Using with Claude Desktop

1. Edit your Claude Desktop configuration:

   • Open Claude Desktop
   • Navigate to Settings -> Developer -> Edit Config
   • Add one of the configurations shown above to the mcpServers section

2. Restart Claude Desktop to apply the changes

Available Tools

The SonarQube MCP Server provides two main tools:

Projects Tool

Lists all SonarQube projects with pagination support.

Parameters:

• organization (optional) - Organization key for SonarQube Cloud
• page (optional) - Page number for results pagination
• page_size (optional) - Number of items per page

Issues Tool

Gets detailed issue information from SonarQube projects with extensive filtering options.

Required Parameters:

• project_key - The unique identifier for the SonarQube project

Optional Parameters:

• severity - Filter issues by severity (INFO, MINOR, MAJOR, CRITICAL, BLOCKER)
• organization - Organization key for SonarQube Cloud
• page - Page number for results pagination
• page_size - Number of items per page
• statuses - Filter issues by status (array of: OPEN, CONFIRMED, REOPENED, RESOLVED, CLOSED, TO_REVIEW, IN_REVIEW, REVIEWED)
• resolutions - Filter issues by resolution (array of: FALSE-POSITIVE, WONTFIX, FIXED, REMOVED)
• resolved - Whether to return only resolved issues (true) or unresolved issues (false)
• types - Filter issues by type (array of: CODE_SMELL, BUG, VULNERABILITY, SECURITY_HOTSPOT)
• rules - Array of rule keys to filter issues
• tags - Array of tags to filter issues
• created_after - Return issues created after the given date (format: YYYY-MM-DD)
• created_before - Return issues created before the given date (format: YYYY-MM-DD)
• created_at - Return issues created on the given date
• created_in_last - Return issues created during a time span before the current time (e.g., "1d" for issues created in the last day)
• assignees - Array of assignee login names to filter issues
• authors - Array of author login names to filter issues
• cwe - Array of CWE identifiers to filter vulnerability issues
• languages - Array of languages to filter issues
• owasp_top10 - Array of OWASP Top 10 categories to filter issues
• sans_top25 - Array of SANS Top 25 categories to filter issues
• sonarsource_security - Array of SonarSource security categories to filter issues
• on_component_only - Return only issues at the specified component level (true) or issues from the component's subtree (false)
• facets - Array of facets to return along with the issues
• since_leak_period - Return only issues created since the leak period
• in_new_code_period - Return only issues created in the new code period

How to add this MCP server to Cursor

There are two ways to add an MCP server to Cursor. The most common way is to add the server globally in the ~/.cursor/mcp.json file so that it is available in all of your projects.

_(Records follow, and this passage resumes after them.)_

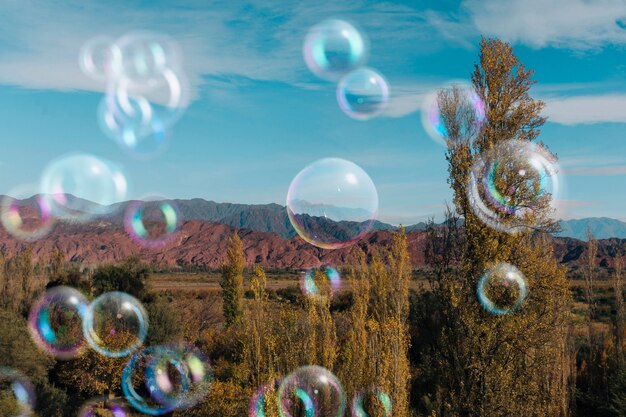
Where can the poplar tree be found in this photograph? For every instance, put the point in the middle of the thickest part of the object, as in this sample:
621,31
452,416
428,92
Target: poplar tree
232,282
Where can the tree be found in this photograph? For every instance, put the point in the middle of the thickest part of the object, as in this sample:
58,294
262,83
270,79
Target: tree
232,282
499,365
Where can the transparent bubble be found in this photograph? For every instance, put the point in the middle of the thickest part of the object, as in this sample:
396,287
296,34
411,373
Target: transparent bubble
26,215
56,322
372,402
80,187
333,48
100,58
152,223
263,403
513,186
332,203
502,289
431,116
146,55
101,407
363,94
320,282
311,391
160,379
115,324
17,393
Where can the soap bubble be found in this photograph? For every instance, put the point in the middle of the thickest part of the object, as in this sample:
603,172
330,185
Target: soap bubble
431,116
56,322
332,203
502,289
26,215
153,223
80,187
372,402
512,186
100,58
115,324
312,391
17,393
319,282
160,379
363,94
333,48
95,408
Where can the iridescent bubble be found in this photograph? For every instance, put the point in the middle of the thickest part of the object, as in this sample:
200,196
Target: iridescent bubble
363,94
26,215
311,391
80,187
152,223
333,48
332,203
115,324
17,393
431,115
372,402
160,379
263,402
320,282
502,289
103,406
100,58
513,186
56,322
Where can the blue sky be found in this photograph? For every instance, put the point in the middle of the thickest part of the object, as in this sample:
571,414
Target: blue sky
258,115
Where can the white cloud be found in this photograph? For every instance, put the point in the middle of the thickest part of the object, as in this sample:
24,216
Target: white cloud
575,24
586,109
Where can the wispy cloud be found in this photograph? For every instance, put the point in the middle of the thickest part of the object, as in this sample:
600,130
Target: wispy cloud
572,24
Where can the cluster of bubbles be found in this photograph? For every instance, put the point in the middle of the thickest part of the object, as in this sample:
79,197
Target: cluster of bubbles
315,391
160,379
62,323
512,185
17,393
153,222
501,289
336,50
332,203
146,88
432,120
316,282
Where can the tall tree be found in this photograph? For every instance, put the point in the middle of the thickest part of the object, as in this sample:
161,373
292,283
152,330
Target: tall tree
232,282
499,365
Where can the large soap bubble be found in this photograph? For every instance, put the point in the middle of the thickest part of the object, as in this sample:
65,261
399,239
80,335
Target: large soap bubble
332,203
311,391
333,48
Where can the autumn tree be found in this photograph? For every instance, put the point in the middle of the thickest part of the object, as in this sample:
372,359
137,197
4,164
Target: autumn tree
232,282
499,365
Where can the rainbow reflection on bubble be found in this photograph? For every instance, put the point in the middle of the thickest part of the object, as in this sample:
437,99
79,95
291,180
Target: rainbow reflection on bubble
514,186
333,48
153,223
18,393
315,280
25,215
56,322
501,289
94,407
363,94
332,203
79,187
313,389
431,115
161,379
364,401
115,324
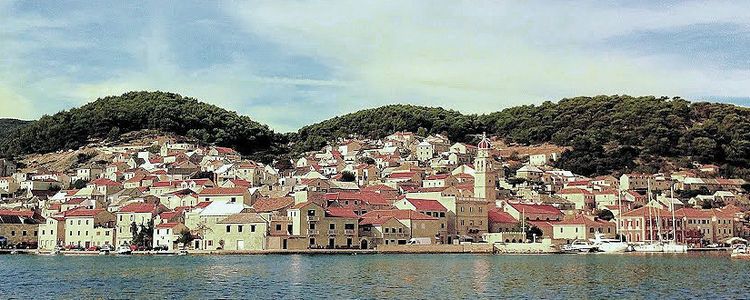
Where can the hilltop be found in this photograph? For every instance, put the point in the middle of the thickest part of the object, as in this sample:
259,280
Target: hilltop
109,117
608,134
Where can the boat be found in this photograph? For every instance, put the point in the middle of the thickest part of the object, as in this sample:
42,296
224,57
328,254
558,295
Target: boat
608,245
106,249
124,250
649,247
740,251
673,247
579,246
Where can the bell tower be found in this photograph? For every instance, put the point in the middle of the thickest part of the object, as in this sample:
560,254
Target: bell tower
484,179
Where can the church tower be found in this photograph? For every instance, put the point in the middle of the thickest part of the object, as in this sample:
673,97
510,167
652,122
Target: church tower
484,179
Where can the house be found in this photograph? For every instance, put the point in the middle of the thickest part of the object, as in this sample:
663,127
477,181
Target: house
533,212
582,227
19,226
238,232
583,199
51,233
650,224
334,227
135,214
418,225
89,227
232,195
440,180
167,234
501,221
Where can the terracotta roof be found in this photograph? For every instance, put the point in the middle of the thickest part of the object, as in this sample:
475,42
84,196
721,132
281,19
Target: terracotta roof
242,218
366,197
536,209
272,204
427,205
376,221
168,225
499,216
83,212
138,207
224,191
378,187
341,212
106,182
401,214
23,213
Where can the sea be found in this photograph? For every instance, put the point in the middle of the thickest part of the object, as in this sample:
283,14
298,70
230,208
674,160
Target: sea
376,276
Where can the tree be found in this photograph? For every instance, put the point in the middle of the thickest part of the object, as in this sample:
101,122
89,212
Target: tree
185,238
532,232
606,215
347,176
79,184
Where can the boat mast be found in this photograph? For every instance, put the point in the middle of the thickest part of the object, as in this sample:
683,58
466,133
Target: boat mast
671,202
619,212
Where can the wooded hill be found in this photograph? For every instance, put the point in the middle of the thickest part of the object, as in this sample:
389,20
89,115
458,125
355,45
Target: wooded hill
609,134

If you only need the server in a single project, you can add it to the project instead by creating or adding it to the .cursor/mcp.json file.

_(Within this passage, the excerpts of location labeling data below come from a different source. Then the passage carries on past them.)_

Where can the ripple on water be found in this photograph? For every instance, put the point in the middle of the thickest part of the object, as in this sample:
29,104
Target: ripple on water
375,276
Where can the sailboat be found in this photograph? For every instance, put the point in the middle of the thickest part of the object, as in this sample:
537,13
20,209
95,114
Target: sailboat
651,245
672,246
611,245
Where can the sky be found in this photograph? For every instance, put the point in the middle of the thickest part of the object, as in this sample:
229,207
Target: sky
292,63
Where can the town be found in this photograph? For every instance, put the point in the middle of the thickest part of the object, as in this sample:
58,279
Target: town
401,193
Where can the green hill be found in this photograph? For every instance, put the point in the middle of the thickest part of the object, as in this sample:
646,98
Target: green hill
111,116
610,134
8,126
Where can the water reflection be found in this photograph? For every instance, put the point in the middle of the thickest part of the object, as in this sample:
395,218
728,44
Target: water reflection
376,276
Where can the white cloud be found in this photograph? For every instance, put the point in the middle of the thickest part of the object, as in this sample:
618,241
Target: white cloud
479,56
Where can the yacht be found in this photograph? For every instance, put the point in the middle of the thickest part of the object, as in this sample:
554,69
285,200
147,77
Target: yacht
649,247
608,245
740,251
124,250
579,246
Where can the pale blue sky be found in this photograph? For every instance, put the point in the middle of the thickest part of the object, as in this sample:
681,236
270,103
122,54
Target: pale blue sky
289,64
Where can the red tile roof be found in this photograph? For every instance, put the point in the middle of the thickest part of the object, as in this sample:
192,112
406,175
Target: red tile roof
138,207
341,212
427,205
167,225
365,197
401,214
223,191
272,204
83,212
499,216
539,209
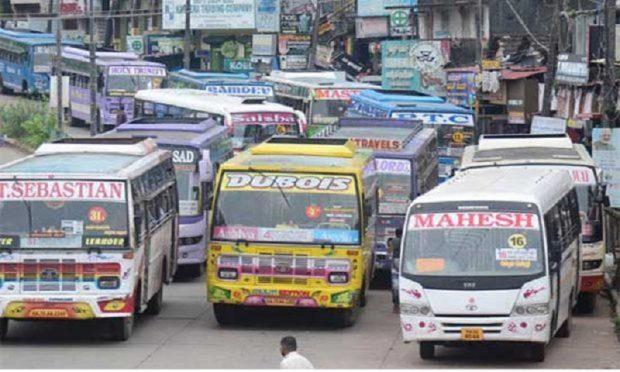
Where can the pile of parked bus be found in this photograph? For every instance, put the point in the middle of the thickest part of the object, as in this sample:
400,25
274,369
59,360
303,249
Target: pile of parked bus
294,192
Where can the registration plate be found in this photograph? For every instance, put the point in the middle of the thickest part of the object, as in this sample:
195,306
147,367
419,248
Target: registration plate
471,334
48,313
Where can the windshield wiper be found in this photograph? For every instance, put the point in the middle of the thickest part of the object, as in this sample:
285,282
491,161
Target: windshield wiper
288,204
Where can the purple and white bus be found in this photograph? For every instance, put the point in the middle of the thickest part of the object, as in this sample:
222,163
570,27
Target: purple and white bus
119,76
198,147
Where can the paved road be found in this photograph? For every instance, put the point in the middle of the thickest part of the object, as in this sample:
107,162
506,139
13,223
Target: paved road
186,335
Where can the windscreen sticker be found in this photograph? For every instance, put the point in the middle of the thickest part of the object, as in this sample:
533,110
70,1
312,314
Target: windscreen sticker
429,265
313,212
288,182
517,241
504,220
97,215
62,190
74,227
9,241
516,254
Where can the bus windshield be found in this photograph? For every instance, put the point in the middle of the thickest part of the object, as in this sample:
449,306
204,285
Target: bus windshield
43,56
394,182
63,214
328,111
287,208
455,243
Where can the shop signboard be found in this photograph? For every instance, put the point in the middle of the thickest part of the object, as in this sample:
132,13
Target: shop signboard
210,14
606,154
415,65
72,7
294,44
268,15
400,22
135,44
548,125
572,69
370,27
264,44
371,8
294,62
461,88
164,44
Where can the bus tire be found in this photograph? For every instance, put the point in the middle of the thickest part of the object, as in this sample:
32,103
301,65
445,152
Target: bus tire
344,318
156,303
195,270
537,352
122,328
565,329
224,314
4,328
586,303
427,350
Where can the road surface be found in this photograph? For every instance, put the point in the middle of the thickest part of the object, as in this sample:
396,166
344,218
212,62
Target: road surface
186,335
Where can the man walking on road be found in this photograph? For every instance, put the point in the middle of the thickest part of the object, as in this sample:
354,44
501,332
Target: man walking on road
290,358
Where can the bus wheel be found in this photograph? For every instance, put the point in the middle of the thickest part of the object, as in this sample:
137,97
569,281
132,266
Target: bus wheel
122,328
344,318
196,270
427,350
586,303
4,328
156,303
537,352
224,314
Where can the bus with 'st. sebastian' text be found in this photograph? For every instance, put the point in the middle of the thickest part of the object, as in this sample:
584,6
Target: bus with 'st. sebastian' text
291,226
88,230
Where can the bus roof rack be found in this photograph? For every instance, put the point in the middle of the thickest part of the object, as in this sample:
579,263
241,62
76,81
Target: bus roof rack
125,146
328,147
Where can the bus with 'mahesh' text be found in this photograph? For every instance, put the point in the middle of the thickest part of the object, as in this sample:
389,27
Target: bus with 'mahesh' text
491,256
96,238
291,226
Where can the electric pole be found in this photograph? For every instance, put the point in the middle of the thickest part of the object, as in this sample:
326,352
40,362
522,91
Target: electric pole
94,116
59,103
609,83
187,36
552,60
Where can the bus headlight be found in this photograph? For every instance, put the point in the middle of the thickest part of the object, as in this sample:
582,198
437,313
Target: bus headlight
534,309
227,273
591,264
338,278
411,309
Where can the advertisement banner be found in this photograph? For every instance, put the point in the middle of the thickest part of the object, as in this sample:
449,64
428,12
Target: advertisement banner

Adding an MCP server to Cursor globally

To add a global MCP server go to Cursor Settings > MCP and click "Add new global MCP server".

When you click that button the ~/.cursor/mcp.json file will be opened and you can add your server like this:

{
    "mcpServers": {
        "cursor-rules-mcp": {
            "command": "npx",
            "args": [
                "-y",
                "cursor-rules-mcp"
            ]
        }
    }
}

Adding an MCP server to a project

To add an MCP server to a project you can create a new .cursor/mcp.json file or add it to the existing one. This will look exactly the same as the global MCP server example above.

How to use the MCP server

Once the server is installed, you might need to head back to Settings > MCP and click the refresh button.

The Cursor agent will then be able to see the available tools the added MCP server has available and will call them when it needs to.

You can also explictly ask the agent to use the tool by mentioning the tool name and describing what the function does.